LanguageBind_Video_V1.5_FT開源模型 - 以語言為紐帶實現多模態語義對齊應用

首頁

Languagebind Video V1.5 FT

由LanguageBind開發

LanguageBind是一種以語言為中心的多模態預訓練方法，通過語言作為不同模態之間的紐帶，實現多模態語義對齊。

多模態對齊

Transformers

開源協議:MIT #多模態語義對齊 #零樣本學習 #視頻-語言預訓練

下載量 853

發布時間 : 11/26/2023

模型概述

LanguageBind通過將語言作為不同模態之間的橋樑，擴展了視頻-語言預訓練至多種模態（如紅外、深度、音頻等），實現了高性能的多模態語義對齊。

模型特點

以語言為中心的多模態對齊

將語言作為不同模態之間的紐帶，利用語言模態豐富的語義信息實現多模態對齊。

多模態、完全對齊的數據集

提供VIDAL-10M數據集，包含1000萬數據，涵蓋視頻、紅外、深度、音頻及其對應的語言。

多視角增強的訓練描述

通過結合元數據、空間和時間信息生成多視角描述，並使用ChatGPT增強語言語義。

模型能力

多模態語義對齊

視頻-語言預訓練

紅外-語言對齊

深度-語言對齊

音頻-語言對齊

使用案例

多模態理解

視頻內容理解

通過視頻和語言的聯合預訓練，實現對視頻內容的深度理解。

在多個數據集上實現最先進的性能

音頻內容理解

通過音頻和語言的聯合預訓練，實現對音頻內容的語義理解。

在5個數據集上實現最先進的性能

跨模態檢索

視頻-文本檢索

實現視頻內容與文本描述之間的高效檢索。

音頻-文本檢索

實現音頻內容與文本描述之間的高效檢索。

🚀 【ICLR 2024 🔥】LanguageBind: 通過基於語言的語義對齊將視頻-語言預訓練擴展到N模態

LanguageBind是一種以語言為中心的多模態預訓練方法，通過語言綁定不同模態，可輕鬆擴展到分割、檢測等任務。

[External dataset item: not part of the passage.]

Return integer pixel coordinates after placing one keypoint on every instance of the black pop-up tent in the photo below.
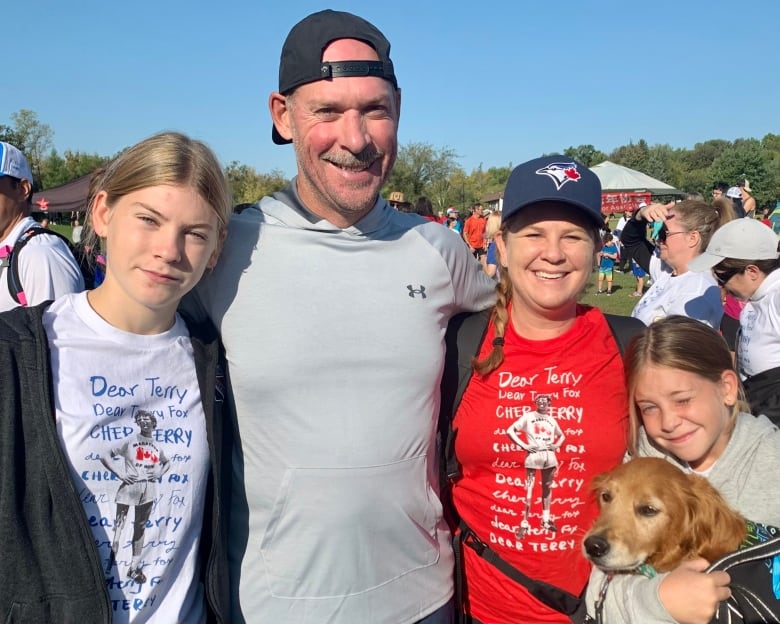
(70, 197)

同時，項目提出了包含視頻、紅外、深度、音頻和語言五種模態的VIDAL - 10M數據集，並對語言進行多視圖增強，以提升訓練效果。

🚀 快速開始

如果您喜歡我們的項目，請在GitHub上給我們一個星星 ⭐ 以獲取最新更新。

✨ 主要特性

💡 高性能，無需中間模態

LanguageBind是一種以語言為中心的多模態預訓練方法，以語言作為不同模態之間的紐帶，因為語言模態已經得到了充分的研究，並且包含豐富的語義信息。

下圖展示了LanguageBind的架構。LanguageBind可以輕鬆擴展到分割、檢測任務，並且有可能擴展到無限的模態。

⚡️ 多模態、完全對齊且海量的數據集

我們提出了VIDAL - 10M，這是一個包含1000萬條數據的數據集，涵蓋了視頻（Video）、紅外（Infrared）、深度（Depth）、音頻（Audio）以及它們對應的語言（Language），極大地擴展了視覺模態之外的數據。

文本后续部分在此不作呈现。